Ron Diva und »The Brothers in Mind« im Bunker Ulmenwall Von Düster bis Heiter

Bielefeld (WB). Das Geheimrezept für einen guten Abend? Man nehme zwei gute Acts, eine gemütliche Location und das ein oder andere Gläschen Wein. Genau diese Mischung bot der Bunker Ulmenwall mit seinem Konzert von der heimischen Bühnengröße Ron Diva sowie den »The Brothers in Mind«.

Von Katrina Horstmann
Überzeugten das Publikum: »The Brothers in Mind« mit Sänger Oliver Damaschek-Hahn (»Eudel«)
Überzeugten das Publikum: »The Brothers in Mind« mit Sänger Oliver Damaschek-Hahn (»Eudel«) Foto: Katrina Horstmann

Beides Deutschpop- und Soul-Künstler, beide 2018 mit einem neuen Album am Start. Was sie unterscheidet ist vor allem der musikalische Stil. Ron Diva hat sich den melancholischen Titeln verschrieben, was man in seinem Set im Bunker deutlich raushörte.
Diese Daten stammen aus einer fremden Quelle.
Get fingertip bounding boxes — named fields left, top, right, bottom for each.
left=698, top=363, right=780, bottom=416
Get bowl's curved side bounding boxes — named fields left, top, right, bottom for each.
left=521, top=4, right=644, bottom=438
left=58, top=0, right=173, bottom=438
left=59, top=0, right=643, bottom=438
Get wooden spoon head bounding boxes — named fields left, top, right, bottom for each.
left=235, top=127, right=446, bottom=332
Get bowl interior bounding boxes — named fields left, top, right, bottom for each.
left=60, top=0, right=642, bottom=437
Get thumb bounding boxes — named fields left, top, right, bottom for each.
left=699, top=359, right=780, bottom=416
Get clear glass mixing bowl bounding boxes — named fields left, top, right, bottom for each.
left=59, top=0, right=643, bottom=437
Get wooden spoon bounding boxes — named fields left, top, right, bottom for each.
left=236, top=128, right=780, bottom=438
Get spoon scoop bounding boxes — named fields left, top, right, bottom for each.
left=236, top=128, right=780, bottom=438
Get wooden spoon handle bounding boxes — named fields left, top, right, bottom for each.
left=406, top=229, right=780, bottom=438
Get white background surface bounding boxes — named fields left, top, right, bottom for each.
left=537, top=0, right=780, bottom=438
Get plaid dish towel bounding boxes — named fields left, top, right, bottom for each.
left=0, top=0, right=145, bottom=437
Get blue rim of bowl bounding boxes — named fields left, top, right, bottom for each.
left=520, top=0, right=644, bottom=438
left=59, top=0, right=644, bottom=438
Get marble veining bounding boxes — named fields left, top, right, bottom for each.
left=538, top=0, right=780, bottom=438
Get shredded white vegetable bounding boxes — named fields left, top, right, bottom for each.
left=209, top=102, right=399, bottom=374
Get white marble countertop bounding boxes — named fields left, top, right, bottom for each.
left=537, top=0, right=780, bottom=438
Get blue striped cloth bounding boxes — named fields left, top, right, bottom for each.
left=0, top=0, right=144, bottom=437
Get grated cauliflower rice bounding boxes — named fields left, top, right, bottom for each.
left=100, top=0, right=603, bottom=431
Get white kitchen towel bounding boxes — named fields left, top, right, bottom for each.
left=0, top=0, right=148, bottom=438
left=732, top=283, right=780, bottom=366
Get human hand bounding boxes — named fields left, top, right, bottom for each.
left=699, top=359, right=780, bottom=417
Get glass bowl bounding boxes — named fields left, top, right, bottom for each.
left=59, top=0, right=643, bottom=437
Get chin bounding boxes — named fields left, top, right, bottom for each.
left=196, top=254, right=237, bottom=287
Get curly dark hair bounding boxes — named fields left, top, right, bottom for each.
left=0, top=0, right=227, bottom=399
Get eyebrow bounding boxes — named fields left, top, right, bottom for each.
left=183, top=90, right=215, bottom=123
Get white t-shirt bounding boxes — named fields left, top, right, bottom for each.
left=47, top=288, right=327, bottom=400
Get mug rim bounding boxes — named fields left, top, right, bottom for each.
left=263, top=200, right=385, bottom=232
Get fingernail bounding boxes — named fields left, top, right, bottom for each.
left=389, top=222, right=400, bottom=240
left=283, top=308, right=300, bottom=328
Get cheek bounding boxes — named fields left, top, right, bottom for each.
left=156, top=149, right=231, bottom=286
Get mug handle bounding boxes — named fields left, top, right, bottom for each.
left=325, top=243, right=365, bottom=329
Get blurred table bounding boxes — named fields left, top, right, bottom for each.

Die Liedtexte auf seiner neuen EP »5 Songs« waren nicht zum Mitsingen gedacht, sondern zum Nachdenken. Es waren mehr Gedichte mit musikalischer Begleitung. Viele seiner Lieder, wie etwa »Stunde für Stunde« und »Lass es scheinen« behandeln düstere Themen, die Ungewissheit, die Sorge und auch den Tod. Für manchen Zuschauer wurde es doch zu dunkel und hoffnungslos, doch wer sich bis zum Ende auf den Sänger aus Bad Salzuflen einließ, war begeistert. Für etwas Sonnenschein in den doch so melancholischen Liedtexten sorgte Sohn Theodor, der immer ganz nah an seinem Vater stand und zum Schluss mit Blick auf das Equipment fragte »Und das?«. Vater Ron Diva entgegnete: »Das lassen wir jetzt so«.

Es geht um das Loslassen

Denn das Konzert war noch nicht zu Ende. »The Brothers in Mind« mit Singer/Songwriter Oliver Damaschek-Hahn (»Eudel«) und Bandkollege Mario Waniek präsentierten ihr neues Album »Uhrenstill« mit Unterstützung von Eudels Sohn Jona, der mit Bravour am Keyboard überzeugte. Seit einiger Zeit gibt es die Songs der beiden auch auf Deutsch und die vielseitigen Texte überraschten mit Heiterkeit und Nachdenklichkeit gleichermaßen. Es ging ums Loslassen, »das Boot muss aufs Meer«. Es ging darum Dinge nicht herbei zu beschwören, sondern sie passieren zu lassen. Lieder wie »Ganz von alleine« verdeutlichten diese Botschaft. Für »The Brothers in Mind« bedeutet auf Deutsch singen, sich nicht mehr verstecken zu können mit der Botschaft der Texte. Ihre Lieder waren unverfälscht.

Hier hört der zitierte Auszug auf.